Rien pourtant ne la prédestinait à cette carrière de chercheuse. Emmanuelle Pouydebat grandit au septième étage d’une tour avec "vue sur le périph". Ce sont ses vacances en Touraine chez ses grand-parents qui lui permettent d’établir "un lien avec les bestioles". Lien qui semble concerner toute la famille, puisque la chercheuse se dit héritière d’une "passion presque inconsciente". Dans son enfance, elle pouvait "passer quatre heures à regarder une coccinelle pour comprendre son atterrissage, son décollage".
Grande joueuse de tennis, Emmanuelle Pouydebat apprend l’acharnement et la persévérance en compétition. "Ça a été une école de la vie et ça m’a permis d’en arriver là aujourd’hui" estime la chercheuse, qui a longtemps jonglé entre petits boulots et recherche pour boucler le mois : "j’ai été longtemps précaire, mais l’amour de ce que je faisais m’a aidée à tenir". Pour tenir, elle est notamment soigneuse au zoo de Thoiry (78) : "je me suis régalée, c’était hyper instructif."
Pour la chercheuse il s’agit "d’un ensemble de comportements qui permettent à un individu de résoudre des problèmes, de sa capacité à s’adapter". Au regard de cette définition, la suprématie humaine doit être relativisée. L’intervenante soutient haut et fort que "l’homme n’est pas au sommet de la pyramide de la création : il y a une très grande diversité d’intelligences parmi les êtres humains". Ainsi, certaines espèces animales ont des capacités cognitives largement supérieures à celles de l’homme : les chimpanzés ont une mémoire spatiale deux fois supérieure à celle d’étudiants ingénieurs; "les chimpanzés sont deux fois plus rapides que nous et les fourmis ont de véritables GPS intégrés".
"Chaque espèce est unique ! Et ça vaut aussi pour l’espèce humaine", insiste Emmanuelle Pouydebat, qui prend l’exemple du comportement face à la mort. "Les humains ne sont pas les seuls à enterrer les morts : les fourmis aussi le font". Pour elle, l’anthropomorphisme a mis trop de distance avec l’animal ; "il y a des comportements qu’on n’a pas voulu voir alors qu’ils sont fascinants". À l’image de celui d'Aldo, un macaque qui l’a sauvée des griffes de femelles alors qu’elle était soigneuse au zoo de Thoiry : "il m’a épouillée pour apaiser la situation et pour que ça se passe paisiblement", se souvient-elle.

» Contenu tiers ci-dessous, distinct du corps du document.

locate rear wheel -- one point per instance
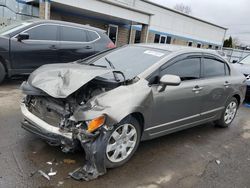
(229, 113)
(122, 142)
(2, 73)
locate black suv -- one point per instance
(25, 46)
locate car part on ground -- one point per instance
(108, 103)
(27, 45)
(2, 72)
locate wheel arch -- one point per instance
(140, 118)
(3, 62)
(237, 96)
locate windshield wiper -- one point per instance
(110, 63)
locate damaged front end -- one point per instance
(74, 106)
(53, 119)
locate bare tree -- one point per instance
(183, 8)
(236, 42)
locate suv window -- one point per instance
(187, 69)
(43, 32)
(92, 35)
(73, 34)
(213, 68)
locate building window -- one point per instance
(157, 38)
(199, 45)
(163, 39)
(113, 33)
(190, 43)
(168, 40)
(137, 36)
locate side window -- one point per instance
(92, 35)
(227, 70)
(187, 69)
(73, 34)
(213, 68)
(43, 32)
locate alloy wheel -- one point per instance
(121, 143)
(230, 112)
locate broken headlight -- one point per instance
(95, 123)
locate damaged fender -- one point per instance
(127, 101)
(61, 80)
(118, 103)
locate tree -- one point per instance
(235, 42)
(228, 42)
(183, 8)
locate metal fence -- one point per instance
(235, 54)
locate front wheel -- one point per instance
(122, 142)
(229, 113)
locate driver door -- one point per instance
(177, 106)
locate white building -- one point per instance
(133, 21)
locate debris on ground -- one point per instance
(49, 163)
(217, 162)
(60, 183)
(69, 161)
(44, 175)
(52, 173)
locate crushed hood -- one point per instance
(61, 80)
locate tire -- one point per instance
(228, 114)
(122, 141)
(2, 73)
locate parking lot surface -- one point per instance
(204, 156)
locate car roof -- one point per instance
(40, 21)
(177, 48)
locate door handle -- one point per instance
(53, 47)
(88, 47)
(197, 89)
(227, 84)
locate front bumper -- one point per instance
(42, 129)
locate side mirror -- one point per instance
(23, 36)
(168, 79)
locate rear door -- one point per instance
(75, 44)
(41, 47)
(216, 85)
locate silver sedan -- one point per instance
(111, 101)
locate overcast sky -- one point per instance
(232, 14)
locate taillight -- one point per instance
(111, 45)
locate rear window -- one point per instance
(72, 34)
(213, 68)
(41, 32)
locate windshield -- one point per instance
(130, 60)
(13, 27)
(246, 60)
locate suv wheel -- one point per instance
(122, 142)
(2, 73)
(229, 113)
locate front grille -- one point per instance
(38, 108)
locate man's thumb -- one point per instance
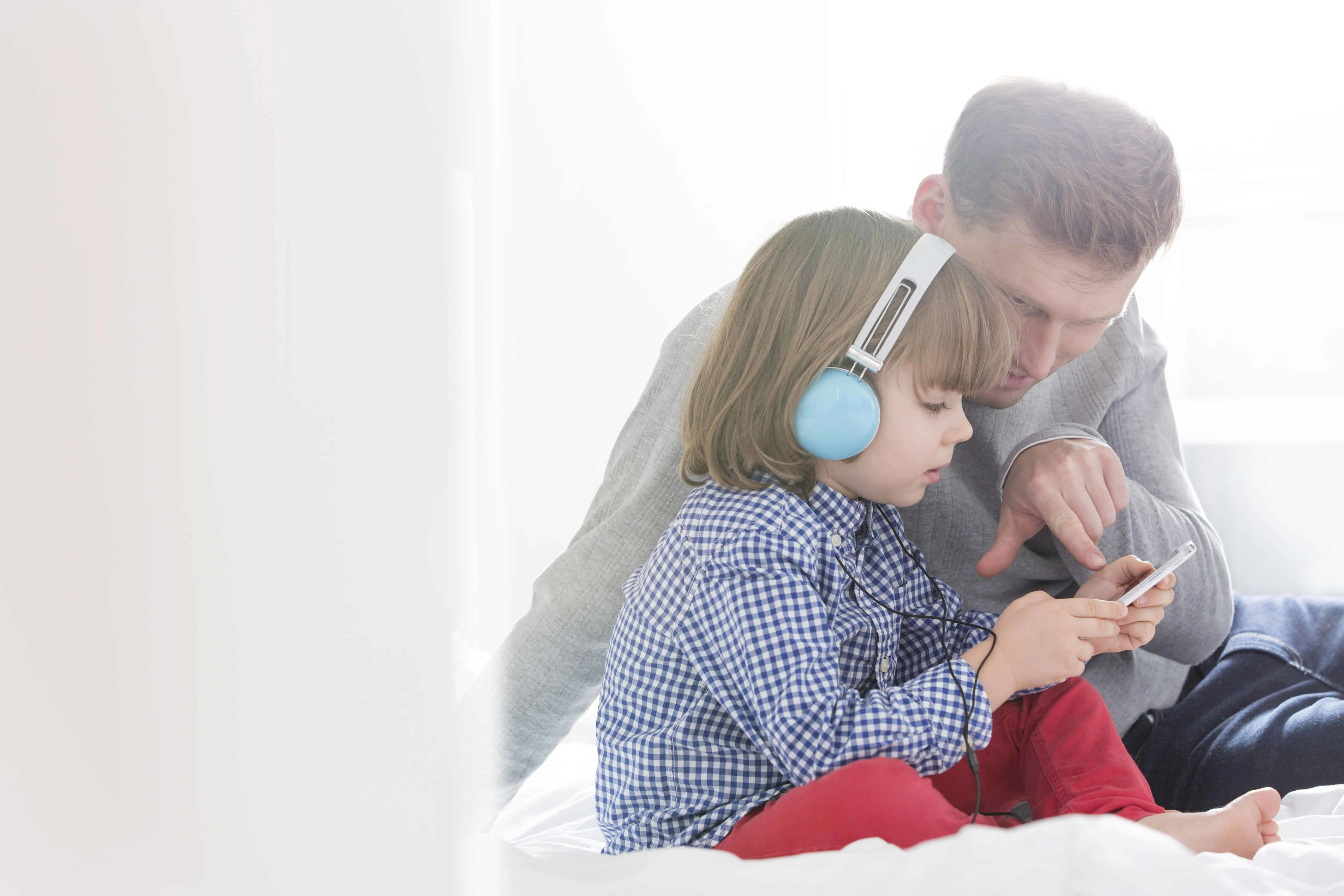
(1014, 528)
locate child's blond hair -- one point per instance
(796, 309)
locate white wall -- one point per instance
(225, 382)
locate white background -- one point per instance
(319, 322)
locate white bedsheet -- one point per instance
(546, 842)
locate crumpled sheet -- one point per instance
(546, 842)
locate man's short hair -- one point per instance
(1083, 173)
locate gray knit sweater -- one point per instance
(549, 669)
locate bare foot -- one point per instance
(1242, 827)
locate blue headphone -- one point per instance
(839, 414)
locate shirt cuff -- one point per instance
(1049, 434)
(943, 702)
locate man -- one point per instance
(1062, 198)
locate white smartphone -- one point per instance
(1183, 553)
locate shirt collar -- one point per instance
(837, 512)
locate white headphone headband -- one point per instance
(898, 302)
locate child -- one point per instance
(785, 676)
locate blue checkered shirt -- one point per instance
(745, 663)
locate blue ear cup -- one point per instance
(838, 416)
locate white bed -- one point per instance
(546, 842)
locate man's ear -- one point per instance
(933, 205)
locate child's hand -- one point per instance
(1042, 641)
(1146, 613)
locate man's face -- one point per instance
(1061, 304)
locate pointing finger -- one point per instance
(1070, 531)
(1014, 528)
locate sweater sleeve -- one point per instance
(549, 669)
(1163, 514)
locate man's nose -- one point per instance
(1038, 348)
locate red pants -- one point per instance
(1058, 750)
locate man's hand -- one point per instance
(1076, 487)
(1042, 641)
(1140, 625)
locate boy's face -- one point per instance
(1062, 306)
(915, 441)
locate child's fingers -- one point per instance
(1095, 608)
(1127, 570)
(1092, 628)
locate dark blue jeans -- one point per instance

La chercheuse milite pour mettre les émotions au cœur des sciences et pour lutter contre la violence animale.
Quant au bien-être animal, qui consiste à "ce qu'il vive la même chose qu'il soit dans son milieu naturel ou ailleurs”, Emmanuelle Pouydebat est consciente que c’est une vraie question sociétale. Et concernant les zoos ou les cirques, elle n’a "pas de réponses". Ce qu’elle sait, c’est qu’elle a besoin de se sentir utile. Et pour ce faire, elle veille à ce que les trois quarts de ses projets "aient une visée". En ce moment par exemple, Emmanuelle Pouydebat s’intéresse à la trompe de l’éléphant et travaille main dans la main avec des roboticiens pour que les données biologiques puissent servir la science.
"Concernant mon émerveillement, c’est de pire en pire !", ironise la chercheuse. "En vieillissant, je me rends compte du caractère unique du comportement animal et je suis toujours en extase". Un état d’extase qui la pousse à agir pour sauver la biodiversité, et à espérer que "ceux qui ont le pouvoir" proposent davantage de solutions de leur côté.